スペイン・セヴィーリャの5日間
レックス(ゲアハルト・ナイディガー先生・ヴァイエンシュテファンでの私の恩師)とクリスティーナ(ヴァイエンシュテファン52期生・私の同級生)と私は、5日間のスペイン・セビーリャでのセミナーを行ってきました。

会場はセヴィーリャ市内から車で20分ほど走ったBollollusという小さな町にある、ESCUELA ANDALUZA DE ARTE FLORAL というフラワースクールでした。

スクールには、スペイン各地方や、ポルトガルからもフロリストとして働くたくさんの人たちが訪れていました。

テーマは「寄せ植え」。ヴァイエンシュテファンの造形理論を基に、基本的なものから、実験的なもの、大きなオブジェ的な作品まで、2日間に亘って楽しいセミナーが行われました。

私達は、ドイツから紙でできた器を用意してきていたのですが、スペインでは植物材料が上手く手に入りません。毎日38度くらいになるここアンダルシア地方では、夏の植物はもう時期が過ぎてしまっていました。それでも何件かの生産者をまわって、ようやくセミナーが出来る材料を探し当てたくさんの素晴らしい作品が出来上がりました。

スペインの人々は、開放的で、自由、色の使い方も大胆で、一歩引いてまずものの道理を考えるドイツの人々とは少し違って見えました。

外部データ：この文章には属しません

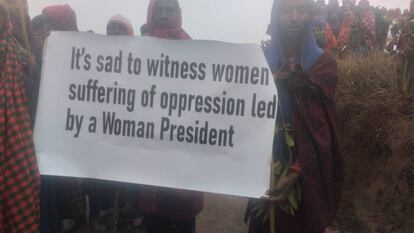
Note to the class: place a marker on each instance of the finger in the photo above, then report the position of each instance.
(274, 199)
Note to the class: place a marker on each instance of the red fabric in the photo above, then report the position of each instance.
(330, 38)
(62, 15)
(368, 26)
(174, 30)
(317, 128)
(119, 19)
(344, 37)
(19, 175)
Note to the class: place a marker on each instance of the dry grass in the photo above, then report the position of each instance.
(378, 143)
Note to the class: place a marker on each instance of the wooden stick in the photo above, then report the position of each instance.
(272, 207)
(23, 24)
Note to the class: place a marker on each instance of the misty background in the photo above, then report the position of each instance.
(239, 21)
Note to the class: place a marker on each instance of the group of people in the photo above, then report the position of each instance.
(359, 28)
(307, 142)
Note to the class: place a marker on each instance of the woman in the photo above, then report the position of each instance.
(168, 210)
(367, 26)
(345, 32)
(61, 198)
(19, 175)
(307, 136)
(118, 25)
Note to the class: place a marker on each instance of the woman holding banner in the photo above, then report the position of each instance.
(308, 169)
(19, 175)
(168, 210)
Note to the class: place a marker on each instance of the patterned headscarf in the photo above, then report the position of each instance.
(307, 57)
(412, 7)
(19, 175)
(119, 19)
(63, 15)
(174, 31)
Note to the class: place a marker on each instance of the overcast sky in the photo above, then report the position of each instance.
(240, 21)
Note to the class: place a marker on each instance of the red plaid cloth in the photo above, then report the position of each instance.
(19, 176)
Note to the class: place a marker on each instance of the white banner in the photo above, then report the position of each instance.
(193, 115)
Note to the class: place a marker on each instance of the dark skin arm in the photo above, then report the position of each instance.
(278, 194)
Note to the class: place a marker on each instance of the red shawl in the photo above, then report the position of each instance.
(19, 175)
(368, 25)
(173, 31)
(317, 128)
(63, 15)
(317, 134)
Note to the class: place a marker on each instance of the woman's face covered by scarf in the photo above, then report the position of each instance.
(166, 13)
(412, 7)
(119, 26)
(363, 5)
(294, 17)
(3, 17)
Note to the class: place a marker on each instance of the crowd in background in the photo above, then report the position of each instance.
(358, 28)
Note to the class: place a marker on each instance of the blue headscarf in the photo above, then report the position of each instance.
(310, 50)
(310, 53)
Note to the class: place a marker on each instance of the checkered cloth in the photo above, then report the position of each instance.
(19, 175)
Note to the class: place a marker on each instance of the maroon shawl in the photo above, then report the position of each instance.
(317, 128)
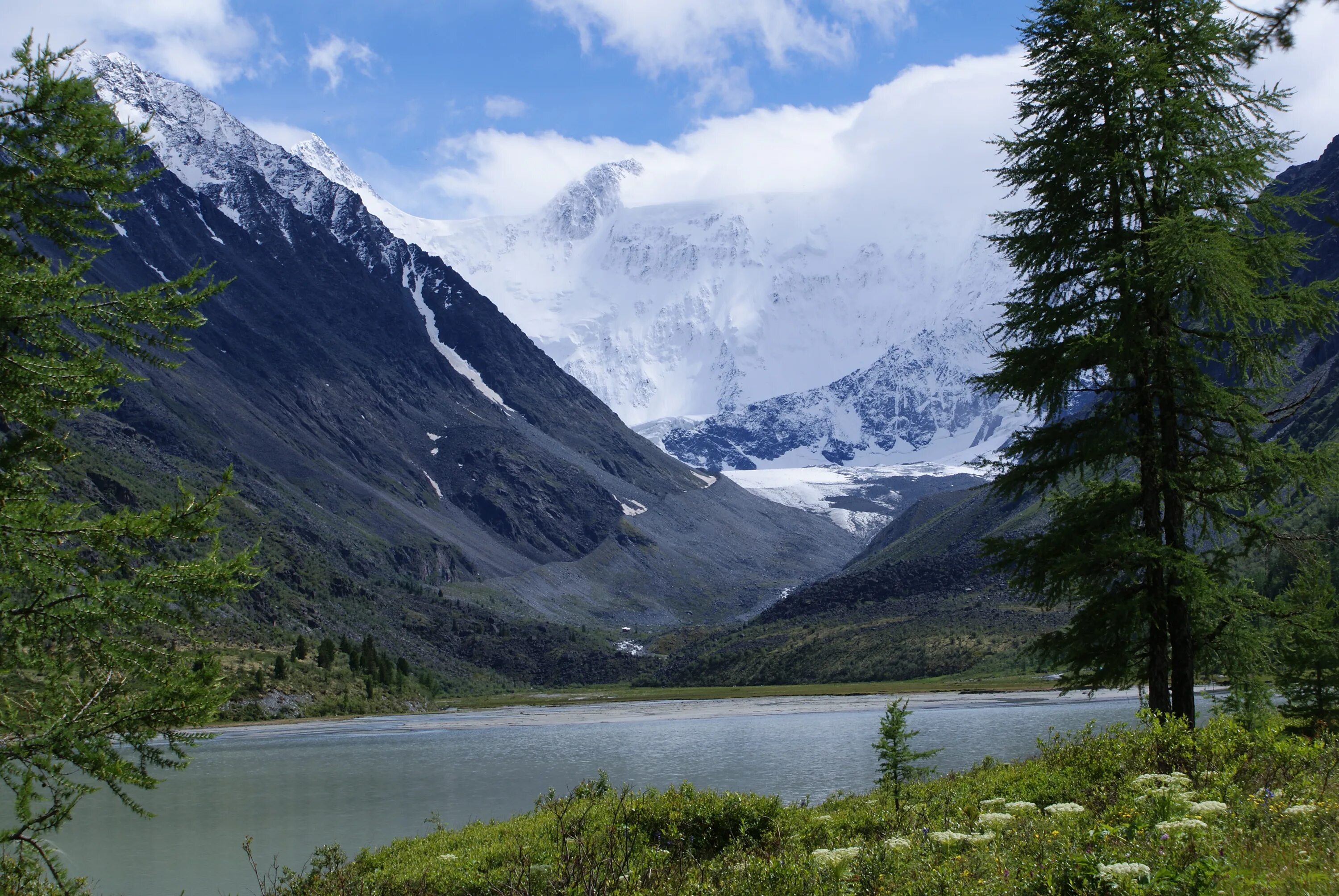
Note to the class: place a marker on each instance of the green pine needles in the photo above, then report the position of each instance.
(100, 657)
(1152, 335)
(896, 757)
(1309, 674)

それでも私達の造形に対する可能性のバリエーションの講習を興味深く受講していました。

私たち三人は、スクールでのセミナーを終え、セヴィーリャで行われていた、ガーデンフェスティバルで、2時間ほどのデモンストレーションも行いました。

ここはとにかく暑い!人々にとってシエスタが必要不可欠であることは一日ここを訪れればすぐにわかります。この気候では、花のデザインをするのにたいへん難しい問題もあるでしょうが、彼らの情熱的な感覚は、きっと素晴らしいスペインのデザインを見せてくれることでしょう。

グアダルキビル川が流れるセヴィーリャは、ヨーロッパとアラブの文化が入り乱れる、とても美しい町です。街は闘牛とフラメンコの雰囲気に包まれ、真っ青に晴れた空に、オリーブ、ブゲンビリア、オレンジ、ペッパー、ミモザ、レモンなどの木々の緑が映えて、まるで夢を見ているかのような滞在でした。